I'm sorry that I have to write to you this way.

I'm sorry that you had no choice but to be born in a society where it's still "ok" to be profiled solely based on the color of your skin.

My heart hurts because at some point your parents will have to sit you down and attempt  to explain how you should conduct yourself in public. I'm sorry that they will have to remind that moment you were born a target was placed on your back.

Truth is, there is no real, reasonable explanation as to why you must gird yourself in a particular manner when you're a merely walking down the street, minding your own business. But "America" has decided that minding your business, walking home is grounds for someone to make assumptions, stalk you, then kill you, if they so choose.

I'm sorry that are more folks who would rather profile you as a hoodlum, thug, burglar than there are of those who would give you a chance to defy the stereotypes society has established way before you were even thought of.  After 200 years of hard work, blood, sweat and tears I am sorry to tell you that there is still tons of work to be done.

I'm sorry that when you learn about Emmet Till you will also have to learn about Yusef Hawkins, James Bryd Jr.,Oscar Grant and Trayvon Martin. No, one murder was not enough to provoke change, I'm sorry.

I urge you not to fear for your lives and those to come after yours but to fight for it! Change is your responsibility. We need not to wait on the next Dr. King for uprising change. Change starts with you.  I'm sorry to tell you but , you are the change!

Black males will not be respected, honored and valued until black males respect, honor and value each other. No, brotherhood is not going to end the racial ignorance that's running rampant throughout our country but it will set a standard.  America is watching. Watching to see how you will treat each other, how you will help one another, how you will care for another. You will teach America how to treat you and your brethren. I'm sorry to tell you, they are going learn from you.
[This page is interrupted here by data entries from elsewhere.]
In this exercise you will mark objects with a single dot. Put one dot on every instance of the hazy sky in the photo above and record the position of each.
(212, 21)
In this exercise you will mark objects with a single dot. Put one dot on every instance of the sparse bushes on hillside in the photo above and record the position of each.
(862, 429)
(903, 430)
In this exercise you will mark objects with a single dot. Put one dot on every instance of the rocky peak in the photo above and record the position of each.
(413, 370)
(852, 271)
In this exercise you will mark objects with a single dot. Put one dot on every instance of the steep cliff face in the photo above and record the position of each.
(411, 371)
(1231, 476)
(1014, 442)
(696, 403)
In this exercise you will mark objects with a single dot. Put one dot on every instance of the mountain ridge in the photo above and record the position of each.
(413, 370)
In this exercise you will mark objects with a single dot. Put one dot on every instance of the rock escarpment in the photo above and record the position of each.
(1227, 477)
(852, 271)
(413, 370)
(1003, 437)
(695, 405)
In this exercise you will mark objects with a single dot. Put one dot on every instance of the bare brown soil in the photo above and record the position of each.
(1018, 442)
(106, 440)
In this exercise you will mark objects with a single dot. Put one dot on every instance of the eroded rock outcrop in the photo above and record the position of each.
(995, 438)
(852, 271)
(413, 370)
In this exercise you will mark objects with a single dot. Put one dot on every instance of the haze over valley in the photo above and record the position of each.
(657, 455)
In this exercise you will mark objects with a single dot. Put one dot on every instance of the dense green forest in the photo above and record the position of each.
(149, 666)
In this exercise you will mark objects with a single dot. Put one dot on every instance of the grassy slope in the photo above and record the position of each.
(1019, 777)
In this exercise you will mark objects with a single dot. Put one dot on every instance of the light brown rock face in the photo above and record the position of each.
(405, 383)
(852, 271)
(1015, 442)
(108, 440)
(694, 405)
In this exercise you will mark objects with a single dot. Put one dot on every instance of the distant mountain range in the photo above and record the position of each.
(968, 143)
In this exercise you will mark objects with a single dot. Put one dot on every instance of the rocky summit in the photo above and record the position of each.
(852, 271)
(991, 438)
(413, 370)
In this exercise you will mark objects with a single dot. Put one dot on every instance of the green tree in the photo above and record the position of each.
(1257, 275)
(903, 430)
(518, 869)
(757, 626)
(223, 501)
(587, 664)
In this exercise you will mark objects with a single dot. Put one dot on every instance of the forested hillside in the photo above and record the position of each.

Be the standard! Set it and stick to it.

I wish things were different. I wish you wouldn't have to worry about the value of the life of a  black man. I'm sorry that our change has yet to come. But I'm prayerful and hopeful that the pursuit of change has only just begun. 

I'm sorry that they probably won't mention the historic precedents, civil unrests and protests that were intended to evoke change in your history books. But that does not stop you from learning. Allow what you learn to stimulate you enough to strive to be what they say you can't and will never will become. Prove them wrong.

I'm sorry to tell that what you do is not just for you but for those that follow. Make what you do count.

I value you! I honor  you. I cherish you. I understand how important black males are. Be the example and teach people the same.